The Eocene volcanic sequence in NE of the Zanjan and in the Alborz-Azarbaijan zone is mostly intermediate in composition and is accompanied with pyroclastic tuff and breccia. Petrographic studies reveal that these volcanic rocks are andesite and trachyandesite. The common textures are porphyritic and glomeroporphyritic and the phenocrysts are composed of plagioclase, pyroxene and amphibole minerals. Also, calcite, quartz, chlorite and epidote are the secondary phases. According to geochemical classification, Theses rocks are plotted on the fields of andesite and trachy-andesite. Geochemically, the study rocks are enriched in LREEs and LILEs relative to HFSEs. Petrographical observations along with geochemistry of rare earth and trace elements suggest calc-alkaline affinity of the rocks under discussion as well as crustal assimilation, fractional crystallization and derivation from a subducted-related environment. Accordingly, the studied rocks are analogous with tectonic features of active continental margin arc settings.

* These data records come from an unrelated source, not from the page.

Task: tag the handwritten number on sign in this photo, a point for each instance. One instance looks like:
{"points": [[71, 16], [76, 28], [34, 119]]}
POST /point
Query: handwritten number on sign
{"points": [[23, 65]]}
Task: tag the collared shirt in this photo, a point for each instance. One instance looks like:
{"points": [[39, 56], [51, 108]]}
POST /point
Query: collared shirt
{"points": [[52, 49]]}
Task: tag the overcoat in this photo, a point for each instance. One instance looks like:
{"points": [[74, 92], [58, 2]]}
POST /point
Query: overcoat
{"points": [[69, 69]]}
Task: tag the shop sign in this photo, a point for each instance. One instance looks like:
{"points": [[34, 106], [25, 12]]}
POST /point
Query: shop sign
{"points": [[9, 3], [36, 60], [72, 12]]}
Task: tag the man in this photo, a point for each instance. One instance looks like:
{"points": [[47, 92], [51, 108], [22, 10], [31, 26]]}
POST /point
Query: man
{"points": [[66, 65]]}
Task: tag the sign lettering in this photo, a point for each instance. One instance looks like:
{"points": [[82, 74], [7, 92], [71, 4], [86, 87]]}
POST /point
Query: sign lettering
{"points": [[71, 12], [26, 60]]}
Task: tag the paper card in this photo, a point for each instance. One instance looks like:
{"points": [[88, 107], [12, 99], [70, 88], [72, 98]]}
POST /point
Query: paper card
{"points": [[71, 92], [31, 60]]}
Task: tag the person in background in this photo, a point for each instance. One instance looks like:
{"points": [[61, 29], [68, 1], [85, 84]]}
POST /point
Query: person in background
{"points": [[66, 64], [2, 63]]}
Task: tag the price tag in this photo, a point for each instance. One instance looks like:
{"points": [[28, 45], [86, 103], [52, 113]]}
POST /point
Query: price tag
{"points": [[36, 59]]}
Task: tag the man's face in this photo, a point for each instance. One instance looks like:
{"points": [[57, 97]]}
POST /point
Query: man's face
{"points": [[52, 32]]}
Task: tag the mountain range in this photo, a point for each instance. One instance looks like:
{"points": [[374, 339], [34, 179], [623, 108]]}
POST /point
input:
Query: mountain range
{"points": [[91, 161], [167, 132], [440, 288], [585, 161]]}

Khanchay-Aliabad area as a part of Tarom magmatic belt contains some shallow depth intrusions which are intruded the Eocene volcanic- sedimentary rocks and have very close association with Cu mineralization. The Eocene volcanic- sedimentary rocks include alternation of basalt, basaltic andesite and andesite, various kinds of tuff, tuffaceous sandstone, sandstone, siltstone and occasionally shale. Petrographical studies demonstrate that intrusions are pyroxene quartz monzonite and olivine gabbro in composition. The Khanchay pyroxene quartz monzonite have porphyritic to porphyroidic, hetero-granular to sereitic, ophitic and sub- ophitic textures and composed of plagioclase, clinopyroxene, hornblende, quartz, K-feldspar and biotite. The Aliabad pyroxene quartz monzonite shows porphyritic to porphyroidic textures composing of plagioclase, clinopyroxene and hornblende in the quartz- feldspatic matrix. The Khanchay olivine gabbro is characterized by the presence of coarse grained granular, ophitic and sub- ophitic textures as well as the occurrence of plagioclase, clinopyroxene and olivine. Geochemical studies indicate that the Khanchay- Aliabad pyroxene quartz monzonitic intrusions have SiO2 content varying from 59.58 to 61.34 %. These intrusions have high- K calc- alkaline nature and are classified as I-type metaluminous granitoids. Their similar patterns on spider diagrams are indication of genetic relation of these intrusions. On these diagrams LILEs (Ba, K, Th and Pb) enrichment along with negative anomalies of HFSEs (Nb and Ti) are observed. Moreover, the Chondrite normalized REE patterns demonstrate LREE enrichment with high ratio of LREE/HREE and Lan/Ybn ratio ranging from 3.08 to 3.72. The overall field investigation, petrological and geochemical studies as well as tectonic setting discrimination diagrams confirm that the Khanchay- Aliabad high-K intrusions were formed from a subduction related metasomatized lithospheric mantle in a postcollisional setting.